SEDUTI
Monologo
di ALAN BENNETT
L’undicesimo verso del ventisettesimo capitolo del libro della Genesi dice: «Ma mio fratello Esaù è peloso, mentre io ho la pelle liscia». Dunque: «Mio fratello Esaù è peloso, mentre io ho la pelle liscia». Posso parafrasarvelo, dicendovi la stessa cosa in un altro modo, citandovi, ad esempio, le parole del venerabile profeta Neemia – Neemia 7.16:
Ed Egli mi chiese che cosa vedevo,
Ed io gli risposi:
I figli di Bebai: seicentoventotto
I figli di Azgad: duemilatrecentoventidue.
(Ripetuto più veloce).
I figli di Bebai: seicentoventotto
I figli di Azgad: duemilatrecentoventidue.
Ci sono momenti, nella vita di ciascuno di noi, in cui ci allontaniamo dai nostri simili e cerchiamo la solitudine e la tranquillità dei nostri focolari. Momenti in cui ci rilassiamo e ci infiliamo le pantofole, ci sediamo e fissiamo il fuoco. Mi chiedo se in momenti simili i vostri pensieri vanno, come i miei, alle parole che vi ho appena letto.
Sono parole così uniche e così speciali, parole che esprimono, come poche altre, quel senso di vuoto insito nel profondo della moderna esistenza. Quella sensazione tipo «non-so-esattamente-cosa-sia-ma-non-sto-ottenendo-dalla-vita-tutto-quello-che-dovrei». Ma sono ancor di più, queste parole, molto, molto di più. Sono, nel senso più profondo del termine, una sfida proprio a ciascuno di noi qui stasera. Ma quale sfida?
Mentre venivo qui stasera, sono arrivato alla stazione, e forse soprappensiero, stavo uscendo dall’entrata, quando un ferroviere mi grida: «Ehi capo, dove pensi di andare?» O almeno questo era il succo. Sapete, gli sono grato, perché, vedete, mi ha suggerito il tipo di domanda che sentivo di dovervi rivolgere qui, stasera. E cioè voi, dove pensate di andare?
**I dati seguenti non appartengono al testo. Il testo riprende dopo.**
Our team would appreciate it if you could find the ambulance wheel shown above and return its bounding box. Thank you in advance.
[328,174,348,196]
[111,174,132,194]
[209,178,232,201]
Moltissimi anni fa, quando ero giovane come alcuni di voi adesso, andai a fare una scalata in Scozia con un mio carissimo amico. Ebbene la montagna era lì, sapete, e noi eravamo decisi a scalarla. Così, una mattina all’alba, ci alzammo e iniziammo a scalare. Tutto il giorno a scalare. Su, su, su. E più in alto, più in alto, più in alto. Finché la valle divenne minuscola sotto di noi, e le nebbie della sera cominciarono a salire, e il sole a calare. E quando raggiungemmo la cima, ci sedemmo a guardare quel meraviglioso sole che tramontava dietro la montagna. E mentre guardava, il mio amico all’improvviso e con violenza vomitò.
Qualcuno pensa che la vita è un po’ così, vero? E invece no. Sapete, la vita, la vita è, piuttosto, come aprire una scatoletta di sardine. Tutti noi siamo alla ricerca della chiave. E, mi chiedo, quanti di voi presenti stasera, non hanno sprecato anni della loro vita a cercarla nei cassetti di questa vita? Io so che l’ho fatto. Altri pensano di aver trovato la chiave, vero? Arrotolano il coperchio della scatoletta della vita, e scoprono le sardine, le ricchezze della vita, là dentro, le tirano fuori e se le gustano. Ma, sapete, ce n’è sempre un pezzettino nell’angolo che non si riesce a tirar fuori. E mi chiedo, mi chiedo, c’è quel pezzettino in un angolo della vostra vita? Io so che nella mia c’è.
Così ora concludo. Voglio che quando uscirete nel mondo, in momenti di preoccupazione e dolore, di impotenza e disperazione, nel tran-tran della vita moderna, se mai sarete tentati di dire: «Basta con questo schifo!», allora voglio che in quei momenti vi ricordiate le parole del primo testo che vi ho letto stasera: «Ma mio fratello Esaù è peloso, mentre io ho la pelle liscia».